Il se lève et gagne son bureau, à l'étage. Il laisse la porte ouverte. Il aime entendre jouer son fils. Entre le mardi, seize heures, et le mercredi, dix heures, il ne travaille pas. Même lorsque Tom ne le réclame pas, qu'il pourrait s'asseoir à sa table, au-dessus des feuilles blanches de ses livres, il ne le fait pas. Il a toujours un sens en alerte, et le poids des culpabilités l'assaille. Il a beau recourir à des justifications évidentes, rien n'y fait. D'ailleurs, rien n'y fait jamais. Pas plus le mardi que le mercredi, le jeudi ou le vendredi: il ne cesse de se sentir coupable à l'égard de ses enfants. Coupable, par exemple, d'être dans son bureau alors que Tom joue en bas.
Il descend.
«Ça va, Tom?
– Oui, Pap'.»
Il va et vient dans le couloir, pousse la porte de sa propre chambre, celle de Victor, range deux ou trois bricoles, s'assure que Tom n'a besoin de rien et remonte.
Redescend.
Remonte.
Ainsi va le fil entre un père comme lui et un enfant comme Tom. D'un bout à l'autre de soi, mais pas au cœur de la vie. Avec mille écueils qui interdisent le naturel, d'innombrables questions que les pères comme les autres ne se posent pas: Est-il content d'être là? Ne s'ennuie-t-il jamais? De quelle manière lui faire plaisir? Sera-t-il heureux de revenir?
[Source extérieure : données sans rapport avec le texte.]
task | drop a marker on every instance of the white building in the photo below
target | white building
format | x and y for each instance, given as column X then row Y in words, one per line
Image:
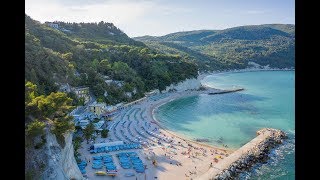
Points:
column 82, row 92
column 53, row 25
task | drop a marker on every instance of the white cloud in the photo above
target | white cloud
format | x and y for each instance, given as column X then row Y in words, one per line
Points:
column 255, row 12
column 118, row 12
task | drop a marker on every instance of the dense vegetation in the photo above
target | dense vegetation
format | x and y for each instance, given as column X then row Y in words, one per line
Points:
column 269, row 44
column 85, row 54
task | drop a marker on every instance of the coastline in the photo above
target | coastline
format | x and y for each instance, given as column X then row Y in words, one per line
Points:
column 203, row 75
column 187, row 139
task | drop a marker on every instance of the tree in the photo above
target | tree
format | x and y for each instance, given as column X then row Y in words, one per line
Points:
column 35, row 128
column 88, row 131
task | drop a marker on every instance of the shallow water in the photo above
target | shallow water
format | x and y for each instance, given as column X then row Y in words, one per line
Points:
column 233, row 119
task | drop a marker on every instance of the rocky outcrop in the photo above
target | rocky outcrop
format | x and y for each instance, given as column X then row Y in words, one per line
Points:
column 256, row 151
column 61, row 163
column 188, row 84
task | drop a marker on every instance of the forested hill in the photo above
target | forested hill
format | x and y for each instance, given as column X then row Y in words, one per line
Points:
column 88, row 54
column 268, row 44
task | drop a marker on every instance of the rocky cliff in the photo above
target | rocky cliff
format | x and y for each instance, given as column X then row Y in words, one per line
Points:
column 188, row 84
column 53, row 161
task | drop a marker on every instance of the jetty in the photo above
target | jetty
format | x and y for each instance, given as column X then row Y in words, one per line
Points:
column 226, row 91
column 242, row 159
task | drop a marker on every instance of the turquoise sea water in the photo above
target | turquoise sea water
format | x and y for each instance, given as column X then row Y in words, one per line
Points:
column 233, row 119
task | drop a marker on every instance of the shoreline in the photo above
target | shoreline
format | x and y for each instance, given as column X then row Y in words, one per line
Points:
column 203, row 75
column 180, row 136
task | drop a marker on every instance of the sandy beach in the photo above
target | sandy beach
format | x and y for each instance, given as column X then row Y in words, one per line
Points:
column 176, row 157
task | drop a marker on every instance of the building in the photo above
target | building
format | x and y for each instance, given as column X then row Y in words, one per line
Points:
column 98, row 125
column 114, row 82
column 97, row 108
column 109, row 112
column 119, row 106
column 82, row 92
column 151, row 93
column 53, row 25
column 65, row 88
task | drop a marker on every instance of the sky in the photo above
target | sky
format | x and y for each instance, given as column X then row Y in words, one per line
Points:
column 161, row 17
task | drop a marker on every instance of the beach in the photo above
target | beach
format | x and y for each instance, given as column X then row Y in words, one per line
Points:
column 165, row 154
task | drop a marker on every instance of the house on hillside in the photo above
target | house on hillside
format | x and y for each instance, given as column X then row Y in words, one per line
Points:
column 65, row 88
column 53, row 25
column 82, row 92
column 109, row 112
column 97, row 108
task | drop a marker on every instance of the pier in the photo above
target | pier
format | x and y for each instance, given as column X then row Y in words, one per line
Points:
column 226, row 91
column 242, row 159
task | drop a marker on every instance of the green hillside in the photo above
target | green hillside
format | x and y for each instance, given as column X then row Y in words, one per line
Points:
column 83, row 54
column 268, row 44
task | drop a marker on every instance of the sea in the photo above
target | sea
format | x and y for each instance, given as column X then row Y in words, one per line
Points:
column 231, row 120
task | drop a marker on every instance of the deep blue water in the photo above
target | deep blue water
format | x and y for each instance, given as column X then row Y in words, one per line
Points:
column 233, row 119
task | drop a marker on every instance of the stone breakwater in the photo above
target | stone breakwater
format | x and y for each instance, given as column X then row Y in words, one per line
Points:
column 255, row 151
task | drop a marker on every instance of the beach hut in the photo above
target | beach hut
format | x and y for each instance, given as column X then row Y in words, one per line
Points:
column 100, row 145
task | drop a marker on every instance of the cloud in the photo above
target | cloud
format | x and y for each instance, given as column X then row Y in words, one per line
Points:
column 255, row 12
column 118, row 12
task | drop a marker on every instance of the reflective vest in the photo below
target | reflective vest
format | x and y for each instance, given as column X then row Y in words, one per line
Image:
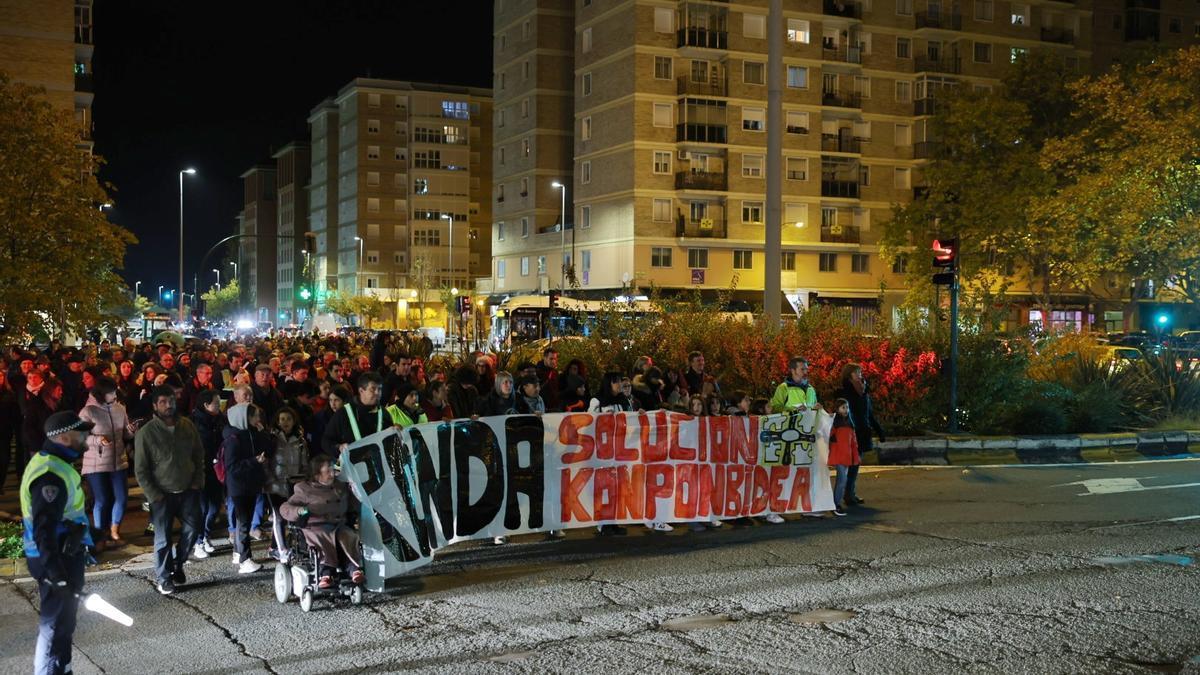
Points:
column 41, row 464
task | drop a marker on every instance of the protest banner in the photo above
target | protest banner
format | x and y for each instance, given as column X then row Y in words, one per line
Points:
column 430, row 485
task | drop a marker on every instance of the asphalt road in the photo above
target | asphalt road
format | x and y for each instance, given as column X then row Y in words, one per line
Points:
column 948, row 569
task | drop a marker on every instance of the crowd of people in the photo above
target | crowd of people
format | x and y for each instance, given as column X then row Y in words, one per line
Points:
column 251, row 426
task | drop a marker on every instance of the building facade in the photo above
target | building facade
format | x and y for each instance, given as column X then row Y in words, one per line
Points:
column 670, row 135
column 391, row 163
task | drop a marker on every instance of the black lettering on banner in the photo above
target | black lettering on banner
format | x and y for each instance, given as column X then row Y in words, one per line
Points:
column 474, row 438
column 528, row 479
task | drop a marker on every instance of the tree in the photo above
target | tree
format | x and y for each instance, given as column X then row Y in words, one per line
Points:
column 979, row 185
column 223, row 302
column 59, row 255
column 1131, row 169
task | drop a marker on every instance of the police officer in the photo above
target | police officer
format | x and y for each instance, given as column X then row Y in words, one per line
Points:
column 57, row 536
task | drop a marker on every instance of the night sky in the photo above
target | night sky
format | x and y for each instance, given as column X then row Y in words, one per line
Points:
column 221, row 85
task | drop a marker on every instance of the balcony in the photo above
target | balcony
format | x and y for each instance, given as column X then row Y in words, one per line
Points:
column 703, row 228
column 1060, row 35
column 700, row 132
column 840, row 234
column 701, row 180
column 948, row 65
column 841, row 9
column 845, row 54
column 703, row 37
column 846, row 189
column 838, row 143
column 687, row 87
column 841, row 100
column 939, row 19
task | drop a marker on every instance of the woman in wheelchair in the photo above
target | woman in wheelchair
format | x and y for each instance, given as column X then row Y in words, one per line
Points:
column 318, row 506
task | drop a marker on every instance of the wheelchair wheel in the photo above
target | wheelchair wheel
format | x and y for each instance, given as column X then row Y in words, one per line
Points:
column 282, row 583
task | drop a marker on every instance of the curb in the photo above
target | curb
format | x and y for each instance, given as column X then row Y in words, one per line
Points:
column 945, row 451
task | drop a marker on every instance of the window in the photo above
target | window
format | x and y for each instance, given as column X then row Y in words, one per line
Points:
column 754, row 119
column 754, row 25
column 663, row 114
column 798, row 31
column 753, row 72
column 751, row 213
column 663, row 69
column 983, row 53
column 797, row 168
column 797, row 121
column 664, row 19
column 661, row 161
column 661, row 210
column 751, row 166
column 798, row 77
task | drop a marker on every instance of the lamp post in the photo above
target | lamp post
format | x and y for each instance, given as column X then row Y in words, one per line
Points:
column 190, row 172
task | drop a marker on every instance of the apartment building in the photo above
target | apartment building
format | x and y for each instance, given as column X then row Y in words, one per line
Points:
column 49, row 45
column 257, row 251
column 670, row 135
column 292, row 166
column 400, row 195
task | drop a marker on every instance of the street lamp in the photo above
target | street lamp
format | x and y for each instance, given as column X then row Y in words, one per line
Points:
column 190, row 172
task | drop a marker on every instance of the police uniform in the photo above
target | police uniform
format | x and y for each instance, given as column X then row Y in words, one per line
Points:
column 55, row 536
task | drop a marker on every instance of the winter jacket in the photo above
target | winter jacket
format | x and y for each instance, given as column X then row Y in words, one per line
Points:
column 109, row 423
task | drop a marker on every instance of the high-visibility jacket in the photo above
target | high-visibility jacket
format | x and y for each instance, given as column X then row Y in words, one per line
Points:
column 40, row 465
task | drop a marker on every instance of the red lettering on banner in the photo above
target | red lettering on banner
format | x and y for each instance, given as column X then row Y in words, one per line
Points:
column 761, row 490
column 569, row 435
column 685, row 505
column 622, row 429
column 712, row 490
column 778, row 475
column 604, row 494
column 604, row 436
column 801, row 490
column 679, row 452
column 630, row 491
column 735, row 476
column 719, row 438
column 573, row 487
column 658, row 449
column 659, row 483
Comment, dans ces conditions, pourrait-il cesser de monter et de descendre les marches qui mènent de chez lui à chez son fils?
Ils dînent. De part et d'autre de la table, ils sont comme un couple silencieux mangeant au restaurant. Il y a quelque chose de triste alentour. Une solennité engendrée par ce tête à tête qui n'a rien de naturel. S'il s'imagine lui-même, à sept ans, mangeant seul avec son père dans une maison vide, il est pris de frayeur. Pourquoi Tom serait-il différent?
Il s'en veut de ne rien savoir susciter d'autre. Il mange vite pour débarrasser, la table et le poids sur la table. Que le geste relaie la parole. Il aurait dû inviter des copains, comme il fait souvent le mardi soir, Tom étant alors au centre du bruit, des rires et du mouvement. Il aurait dû faire mieux. Il est nul. Un père nul, pense-t-il.
Comme tous les mardis soir et un week-end sur deux.
Le lendemain matin, il emmène Tom prendre un petit déjeuner au café 1789. Le café 1789, c'est un rituel. Il y en a d'autres. Il tente de pallier ses absences dans la vie quotidienne de ses enfants par des habitudes artificielles, des trucs entre eux: le passage des vitesses dans la voiture, l'histoire inventée le soir, le thé au caramel qu'ils partagent le dimanche… Il veut leur créer des souvenirs, une mémoire indélébile. Compenser par l'exceptionnel les vides du quotidien. Il n'aime rien tant que d'entendre l'un de ses fils proposer: «Si on allait au café 1789?» C'est comme s'il lui disait: «Si on restait ensemble?»
Il a choisi le café 1789 car il s'y trouve bien et que n'y viennent pas les pères divorcés. Il ne supporte pas de se reconnaître dans les misères d'autrui. Le spectacle de ces hommes seuls assis face à des enfants seuls l'afflige. Dans les regards, il lit l'inquiétude de mal faire, le désir d'être ailleurs – mais où? -, l'ennui pointant son nez, l'enfant en deuil de ses copains, l'adulte en deuil de son enfant. Il fait ce qu'il peut, comme il peut, avec les moyens d'un pauvre bord.